Cancer happened so very fast. I had noticed a mild sharp pain on the lower right side of my stomach, likened to a stitch when you’ve been laughing non-stop or running long distance. I would say I was quite the active person when it happened–a young woman with a gym membership that was actually being used, weekly morning sessions that included boxing, pilates and 3-kilometer runs around the village. Cancer was the furthest thing from my mind. Besides, we did not have cancer in the family. So, I simply ignored the pain. The discomfort was negligible, and I merely attributed the stitch to my morning run.

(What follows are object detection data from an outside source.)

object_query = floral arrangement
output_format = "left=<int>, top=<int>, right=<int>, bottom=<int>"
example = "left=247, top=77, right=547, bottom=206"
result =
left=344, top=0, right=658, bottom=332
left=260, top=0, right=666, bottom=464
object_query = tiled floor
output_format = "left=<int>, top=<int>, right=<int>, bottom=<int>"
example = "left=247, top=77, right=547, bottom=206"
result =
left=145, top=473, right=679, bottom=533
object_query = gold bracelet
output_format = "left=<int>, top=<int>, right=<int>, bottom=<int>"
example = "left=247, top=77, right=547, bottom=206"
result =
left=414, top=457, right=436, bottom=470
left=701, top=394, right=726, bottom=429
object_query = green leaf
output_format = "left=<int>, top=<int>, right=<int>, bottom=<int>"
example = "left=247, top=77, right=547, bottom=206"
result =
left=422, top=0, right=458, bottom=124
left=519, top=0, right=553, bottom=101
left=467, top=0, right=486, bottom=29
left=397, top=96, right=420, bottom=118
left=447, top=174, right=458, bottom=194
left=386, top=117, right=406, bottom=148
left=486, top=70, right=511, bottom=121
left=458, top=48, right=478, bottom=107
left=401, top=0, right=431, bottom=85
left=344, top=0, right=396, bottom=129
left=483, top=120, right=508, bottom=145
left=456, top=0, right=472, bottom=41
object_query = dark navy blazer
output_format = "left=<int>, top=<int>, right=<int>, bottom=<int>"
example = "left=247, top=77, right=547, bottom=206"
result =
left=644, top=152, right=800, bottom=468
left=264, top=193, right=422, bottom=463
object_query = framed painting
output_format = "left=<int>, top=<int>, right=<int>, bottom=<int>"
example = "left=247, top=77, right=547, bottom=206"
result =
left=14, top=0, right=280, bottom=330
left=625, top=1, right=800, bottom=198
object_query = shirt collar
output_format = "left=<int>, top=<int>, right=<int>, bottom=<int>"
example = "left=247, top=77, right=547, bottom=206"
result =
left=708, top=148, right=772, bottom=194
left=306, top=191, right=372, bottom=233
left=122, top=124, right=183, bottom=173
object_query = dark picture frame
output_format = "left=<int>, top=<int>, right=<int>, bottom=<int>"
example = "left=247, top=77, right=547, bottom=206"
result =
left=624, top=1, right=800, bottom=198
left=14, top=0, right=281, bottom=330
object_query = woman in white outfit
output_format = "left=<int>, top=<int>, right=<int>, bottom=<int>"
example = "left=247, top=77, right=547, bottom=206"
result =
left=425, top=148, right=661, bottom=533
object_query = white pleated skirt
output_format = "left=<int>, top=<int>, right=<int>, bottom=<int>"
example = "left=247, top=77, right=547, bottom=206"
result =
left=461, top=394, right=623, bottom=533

Weeks passed and this pain got a little more pronounced, evidenced by my slower, more deliberate steps. One afternoon at the office I shared about this bothersome stitch to co-workers who responded with such paranoid presentiments that it scared me enough to skip my meeting and visit Makati Med.
Soon as I stepped into the doors of the ER, I began to vomit, my stomach pain ever more prominent. Doctors volleyed between appendicitis and UTI, but had no definite answers for me. I was sent home that night, and was advised to perhaps see my OB “just to rule everything out.”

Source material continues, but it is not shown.